Immune resolution mechanisms in inflammatory arthritis

Key Points

  • Acute inflammation resolves actively through the engagement of specific proresolving mediators and mechanisms

  • The effect of failed resolution in chronic inflammatory settings is markedly unappreciated

  • Novel technologies afford analytical definition of proresolving mediators in clinical samples, providing new opportunities for stratification and target identification

  • Therapeutic strategies based on the biology of resolution can guide the development of novel medicines for the clinical management of inflammatory arthritis

  • Resolution-based therapies might be less burdened by unwanted effects than existing therapies and would activate tissue-protective mechanisms within patients

Abstract

The past two decades have witnessed major advancements in the clinical management of inflammatory arthritis, with new treatment strategies in some cases providing a marked improvement in patient outcomes.

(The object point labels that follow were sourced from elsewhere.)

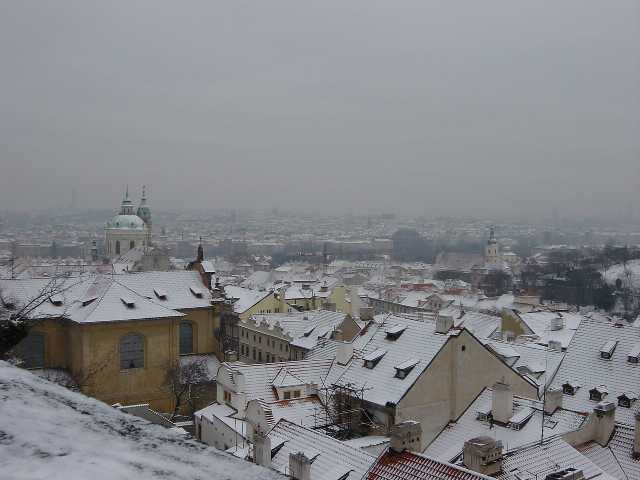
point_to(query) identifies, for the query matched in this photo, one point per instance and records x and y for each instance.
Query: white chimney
(552, 400)
(355, 302)
(366, 313)
(344, 352)
(406, 435)
(299, 466)
(605, 422)
(636, 439)
(502, 402)
(444, 323)
(261, 449)
(483, 455)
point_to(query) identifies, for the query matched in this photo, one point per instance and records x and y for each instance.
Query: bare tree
(17, 317)
(184, 381)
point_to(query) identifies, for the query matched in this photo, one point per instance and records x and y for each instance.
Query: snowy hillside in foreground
(617, 271)
(47, 431)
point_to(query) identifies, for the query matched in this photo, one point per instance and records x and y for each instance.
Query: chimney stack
(605, 422)
(502, 402)
(444, 323)
(261, 449)
(299, 466)
(552, 400)
(483, 455)
(406, 435)
(636, 438)
(344, 352)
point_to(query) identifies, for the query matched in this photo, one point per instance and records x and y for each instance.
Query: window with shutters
(131, 351)
(31, 350)
(186, 338)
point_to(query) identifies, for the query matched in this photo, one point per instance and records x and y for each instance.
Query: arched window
(131, 351)
(31, 350)
(186, 338)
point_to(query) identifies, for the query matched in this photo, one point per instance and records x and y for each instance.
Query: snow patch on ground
(47, 431)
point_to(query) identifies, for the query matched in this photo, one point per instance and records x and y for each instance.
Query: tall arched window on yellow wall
(186, 338)
(31, 350)
(131, 351)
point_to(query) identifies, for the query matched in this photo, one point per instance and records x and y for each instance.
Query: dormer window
(607, 349)
(626, 399)
(394, 332)
(403, 369)
(570, 388)
(128, 301)
(597, 394)
(372, 359)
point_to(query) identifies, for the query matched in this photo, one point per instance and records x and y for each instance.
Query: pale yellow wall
(511, 322)
(453, 380)
(91, 354)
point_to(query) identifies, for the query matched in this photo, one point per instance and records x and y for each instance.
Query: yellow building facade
(125, 358)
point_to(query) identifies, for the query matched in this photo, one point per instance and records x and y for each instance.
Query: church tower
(491, 253)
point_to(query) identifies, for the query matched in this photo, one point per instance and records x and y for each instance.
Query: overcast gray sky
(434, 107)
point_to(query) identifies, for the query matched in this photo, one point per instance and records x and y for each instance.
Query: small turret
(144, 211)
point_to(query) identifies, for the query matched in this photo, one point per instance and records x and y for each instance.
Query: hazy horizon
(490, 109)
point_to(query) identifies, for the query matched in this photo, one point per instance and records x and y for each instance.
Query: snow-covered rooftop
(54, 433)
(583, 365)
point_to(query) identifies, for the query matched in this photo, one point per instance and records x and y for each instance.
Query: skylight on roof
(394, 331)
(403, 369)
(372, 359)
(56, 300)
(161, 293)
(88, 299)
(128, 301)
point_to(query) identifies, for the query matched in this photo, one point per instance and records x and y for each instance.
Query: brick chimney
(261, 449)
(299, 466)
(344, 352)
(552, 400)
(483, 455)
(502, 402)
(636, 438)
(406, 435)
(444, 323)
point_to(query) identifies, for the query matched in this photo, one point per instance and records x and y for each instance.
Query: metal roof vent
(566, 474)
(607, 349)
(161, 293)
(556, 323)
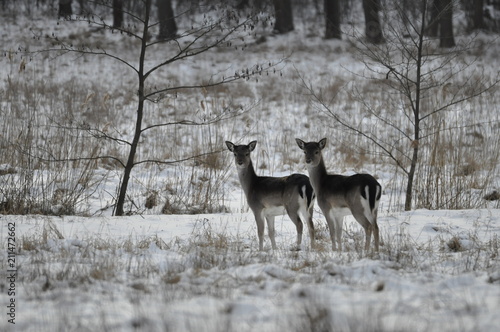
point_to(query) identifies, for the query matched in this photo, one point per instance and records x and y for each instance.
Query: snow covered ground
(436, 270)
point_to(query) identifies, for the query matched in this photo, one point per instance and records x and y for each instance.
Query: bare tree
(373, 28)
(284, 16)
(65, 9)
(332, 19)
(168, 27)
(117, 13)
(441, 22)
(413, 77)
(225, 30)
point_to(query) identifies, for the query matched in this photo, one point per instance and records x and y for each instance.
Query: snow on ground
(437, 271)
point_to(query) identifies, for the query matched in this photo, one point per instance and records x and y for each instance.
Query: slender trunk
(478, 17)
(416, 115)
(332, 18)
(446, 37)
(117, 13)
(373, 29)
(284, 16)
(168, 27)
(119, 211)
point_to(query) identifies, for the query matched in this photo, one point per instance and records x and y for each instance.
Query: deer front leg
(331, 227)
(259, 220)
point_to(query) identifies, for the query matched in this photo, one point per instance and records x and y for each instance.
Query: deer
(269, 197)
(339, 195)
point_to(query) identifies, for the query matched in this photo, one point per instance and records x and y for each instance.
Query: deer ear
(252, 145)
(322, 143)
(300, 143)
(230, 146)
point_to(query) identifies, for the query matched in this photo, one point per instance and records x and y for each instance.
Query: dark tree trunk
(435, 11)
(65, 9)
(332, 19)
(446, 37)
(168, 28)
(373, 29)
(478, 15)
(120, 204)
(284, 16)
(117, 13)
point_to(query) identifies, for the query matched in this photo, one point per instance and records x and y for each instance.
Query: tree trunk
(332, 18)
(284, 16)
(446, 37)
(478, 16)
(168, 28)
(65, 9)
(119, 210)
(373, 29)
(117, 13)
(435, 11)
(416, 114)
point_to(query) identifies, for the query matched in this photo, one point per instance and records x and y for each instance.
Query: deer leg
(270, 228)
(298, 225)
(259, 220)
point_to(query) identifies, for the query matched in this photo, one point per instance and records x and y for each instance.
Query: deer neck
(317, 174)
(247, 177)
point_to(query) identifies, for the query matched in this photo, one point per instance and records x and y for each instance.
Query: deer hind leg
(270, 229)
(297, 220)
(376, 231)
(363, 220)
(310, 227)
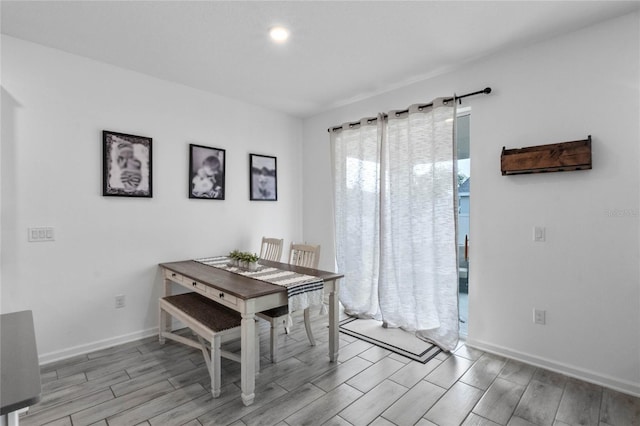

However, it is widely accepted that current strategies do not provide the 'total therapeutic solution', in view of the proportion of patients who do not respond to therapy, the important incidence of adverse effects and the development of an immune response against antibodies or fusion proteins used therapeutically. Moreover, although some therapeutic approaches can effectively bring about an end to inflammation, mechanisms to promote the recovery and/or repair of damage are required. Harnessing the concepts and mechanisms of the resolution of inflammation is a new approach to the treatment of inflammatory pathologies; this approach could help address the unmet need for new therapeutic approaches that not only control but also revert the course of inflammatory rheumatic diseases.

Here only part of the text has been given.